Using ALOHA load balancer and HAProxy, it is easy to protect any application or web server against unexpected high load.
Introduction
The response time of web servers is directly related to the number of requests they have to manage at the same time. And the response time is not linearly linked to the number of requests, it looks like exponential.
The graph below shows a server response time compared to the number of simultaneous users browsing the website:
Simultaneous connections limiting
Simultaneous connections limiting is basically a number (aka the limit) a load balancer will consider as the maximum number of requests to send to a backend server at the same time.
Of course, since HAProxy has such a function, ALOHA load-balancer does.
Smart handling of requests peak with HAProxy
The meaning is too prevent too many requests to be forwarded to an application server, by adding a limit for simultaneous requests for each server of the backend.
Fortunately, HAProxy would not reject any request over the limit, unlike some other load balancer does.
HAProxy use a queueing system and will wait for the backend server to be able to answer.
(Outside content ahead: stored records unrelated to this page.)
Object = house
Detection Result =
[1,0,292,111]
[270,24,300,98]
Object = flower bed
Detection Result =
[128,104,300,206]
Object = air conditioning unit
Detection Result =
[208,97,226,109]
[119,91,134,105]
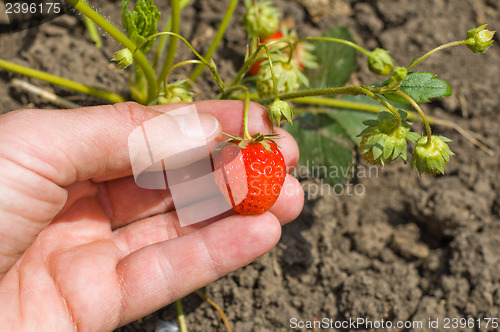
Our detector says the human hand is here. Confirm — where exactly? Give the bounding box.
[0,101,303,331]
This mechanism will add slow delays to request in the queue, but it has a few advantages :
- no client request are rejected
- every request can be faster served than with an overloaded backend server
- the delay is still acceptable (a few ms in queue)
- your server won’t crash because of the spike
simultaneous requests limiting occurs on the server side: HAProxy will limit the number of concurrent request to the server despite what happens on the client side.
HAProxy will never refuse any client connection until the underlying server runs out of capacity.
Concrete numbers
If you read carefully the graph above, you can easily see that the more your server has to process requests at the same time, the longer each request will take to process.
The table below summarize the time spent by our example server to process 250 requests with different simultaneous requests limiting value:
Number of requests | Simultaneous requests limit | Average time per request | Longuest response time in ms |
---|---|---|---|
250 | 10 | 9 | 225 |
250 | 20 | 9 | 112 |
250 | 30 | 9 | 75 |
250 | 50 | 25 | 125 |
250 | 100 | 100 | 250 |
250 | 150 | 225 | 305 |
250 | 250 | 625 | 625 |
It’s up to the website owner to know what will be the best limit to setup on HAProxy.
You can approximate it by using HTTP benchmark tools and by comparing average response time to constant number of request you send to your backend server.
From the example above, we can see we would get the best of this backend server by setting up the limit to 30.
Setting up a limit too low would implies queueing request for a longer time and setting it too high would be counter-productive by slowing down each request because of server capacity.
HAProxy simultaneous requests limiting configuration
The simultaneous requests limiting configuration is made with the maxconn keyword on the server line definition.
Example:
frontend APPLI1 bind :80 mode http option http-server-close default_backend APPLI1 backend APPLI1 balance roundrobin mode http server server1 srv1:80 maxconn 30 server server2 srv2:80 maxconn 30
Thanks for the post!
Do you have some example of how you can test the backend server to get the good value?
I usually inject the same client traffic pattern and observe application behavior, response time with different values.
Baptiste
Which tools tools do you recommend?
ab, httperf, httpress, inject, etc…
There are many tools available for this purpose.
Baptiste
Thanks for the post!
Could you give some example on how to test the backend server to get the best maxconn?
It seems that selecting a good value for maxconns this be automated by log analysis
https://github.com/gforcada/haproxy_log_analysis/issues/6
Great post! Can you specify the PC you tested these values.
I am interested in how cpu core number affects best maxconn value.
The number of CPU cores is irrelevant here. However if you run with multiple processes in the backend, you’ll have to divide your maxconn setting by the number of processes, which is not much convenient. That’s one of the reasons we often recommend not to use multiple processes for backends.